VinKo (Varieties in Contact) Corpus

Description

VINKO is a spoken corpus based on crowd-sourced audio recordings that has been designed to provide relevant linguistic information about the minority languages and dialects spoken in the area between Innsbruck and the Po Valley. The corpus contains audio recordings from local languages and varieties spoken in the regions Trentino-Alto Adige/Südtirol, Veneto and Friuli-Venezia Giulia, with particular focus on the so-called ‘language contact’ between Germanic (Cimbrian, Mòcheno, Tyrolean, Saurano) and Romance (Ladin, Trentino and Veneto dialects). The data collection took place from June 2017 to May 2021.

Part of the recordings can be visualized on the open-access section “Listen and Explore” of the project web page, which can be used by participants and anyone interested in exploring the collected data.

URL: https://www.vinko.it/index.php Contact: vinko@ateneo.univr.it

Authors

Stefan Rabanus (University of Verona)
Alessandra Tomaselli (University of Verona)
Andrea Padovan (University of Verona)
Anne Kruijt (University of Verona)
Birgit Alber (Free University of Bozen-Bolzano)
Patrizia Cordin (University of Trento)
Roberto Zamparelli (University of Trento)
Barbara Maria Vogt (University of L’Aquila)

Readme structure

General
Abbreviations
Data Structure
Additional Information
Error Reporting

1. General

Creator Anne Kruijt
Date issued 2021-07
Last Updated 2021-07
Size 37806 audio files; 37878 tokens
License Creative Commons Attribution-NonCommercial-ShareAlike 3.0 Italy (CC BY-NC-SA 3.0 IT) https://creativecommons.org/licenses/by-nc-sa/3.0/it/
Acknowledgments

PROJECT OF EXCELLENCE DiLLS: Digital Humanities applied to Foreign Languages and Literatures 2018-2022, University of Verona Project code: CUP n. B31I18000250006 Funding organization: Ministero dell’Università e della Ricerca;
Project PRIN 2015 “TREiL” (Technologies for Research and Education in Linguistics) 2017-2020, University of Trento (CIMeC/DIPSCO) Project code: Prot. 2015MNX5ZE - CUP n. E72F16001620001 Funding organization: Ministero dell’Università e della Ricerca;
Project AThEME (Advancing the European Multilingual Experience) Project grant: n. 613465 Funding organization: European Seventh Framework Programme for Research, Technological Development and Demonstration (EU)

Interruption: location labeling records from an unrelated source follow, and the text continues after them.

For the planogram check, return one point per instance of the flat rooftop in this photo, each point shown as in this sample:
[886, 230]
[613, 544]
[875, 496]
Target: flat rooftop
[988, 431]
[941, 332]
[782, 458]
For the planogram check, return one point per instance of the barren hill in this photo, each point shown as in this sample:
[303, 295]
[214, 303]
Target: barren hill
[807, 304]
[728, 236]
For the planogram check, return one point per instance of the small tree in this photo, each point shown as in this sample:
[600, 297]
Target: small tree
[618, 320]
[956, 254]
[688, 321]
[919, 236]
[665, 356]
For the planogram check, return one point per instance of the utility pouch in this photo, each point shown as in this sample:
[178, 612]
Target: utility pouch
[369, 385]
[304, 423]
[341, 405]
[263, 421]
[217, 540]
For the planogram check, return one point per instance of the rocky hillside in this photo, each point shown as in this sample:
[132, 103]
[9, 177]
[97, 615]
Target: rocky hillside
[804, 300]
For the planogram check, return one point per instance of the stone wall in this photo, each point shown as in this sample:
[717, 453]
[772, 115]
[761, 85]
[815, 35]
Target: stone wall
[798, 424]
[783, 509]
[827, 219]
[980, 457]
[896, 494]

Reference: Please cite the following Open Access paper if you use this dataset http://www.kit.gwi.uni-muenchen.de/?p=13739&v=2 *Authors: Cordin, Patrizia; Rabanus, Stefan; Alber, Birgit; Mattei, Antonio; Casalicchio, Jan; Tomaselli, Alessandra; Bidese, Ermenegildo; Padovan, Andrea *Title: VinKo, Versione 2 *Date of online publication: 2018 *Journal: Korpus im Text, Serie A, 13739

2. Abbreviations

Languages

“lldan” = Ampezzano (Ladin)
“lldba” = Badiot (Ladin)
“cim” = Cimbrian
“lldfa” = Fassan (Ladin)
“lldfo” = Fodom (Ladin)
“lldgh” = Gardenese (Ladin)
“mhn” = Mòcheno
“zah” = Saurano
“tre” = Trentino
“tir” = Tyrolean
“vec” = Veneto

Phonological phenomena

“obstr” = obstruent consonants
“sch” = /s/ retraction
“r” = realization of /r/

3. Data Structure

File structure under each language variety is identical and organized as follows:

VINKO
│   README.md
│ 
└─── Audio folders
│      └───cim
│       │   | S0027_cim_U0056.flac
│       │   | S0034_cim_U0056.flac
│       │   | T0101_cim_U0056.flac
│       │   | T0101_cim_U0140.flac
│       │   | W0099_cim_U0056.flac
│       │   | W0102_cim_U0140.flac
│       |   | ...
│       |
│       └───lldan (equivalent to "cim")
│       └───lldba (equivalent to "cim")
│       └───lldfa (equivalent to "cim")
│       └───lldfo (equivalent to "cim")
│       └───lldgh (equivalent to "cim")
│       └───mhn (equivalent to "cim")
│       └───zah (equivalent to "cim")
│       └───tre (equivalent to "cim")
│       └───tir (equivalent to "cim")
│       └───vec (equivalent to "cim")
│
└─── Metadata
│     └─── Users.ods
│     └─── Sentences.ods 
│     └─── Tales.ods
│     └─── Words.ods
│
└─── Images 
    │ 001_image.png
    | 002_image_IT.png
    │ 002_image_DE.png
    | ...

As can be seen, the VinKo Corpus consists of three main folders: the audio folder, containing raw audio recordings collected from speakers; the metadata folder, containing tables with relevant linguistic information as well as sociolinguistic information about speakers; the images folder, containing the pictures employed as visual context for the morphology section. In addition, there is this readme file with the main information about the corpus and the VinKo project.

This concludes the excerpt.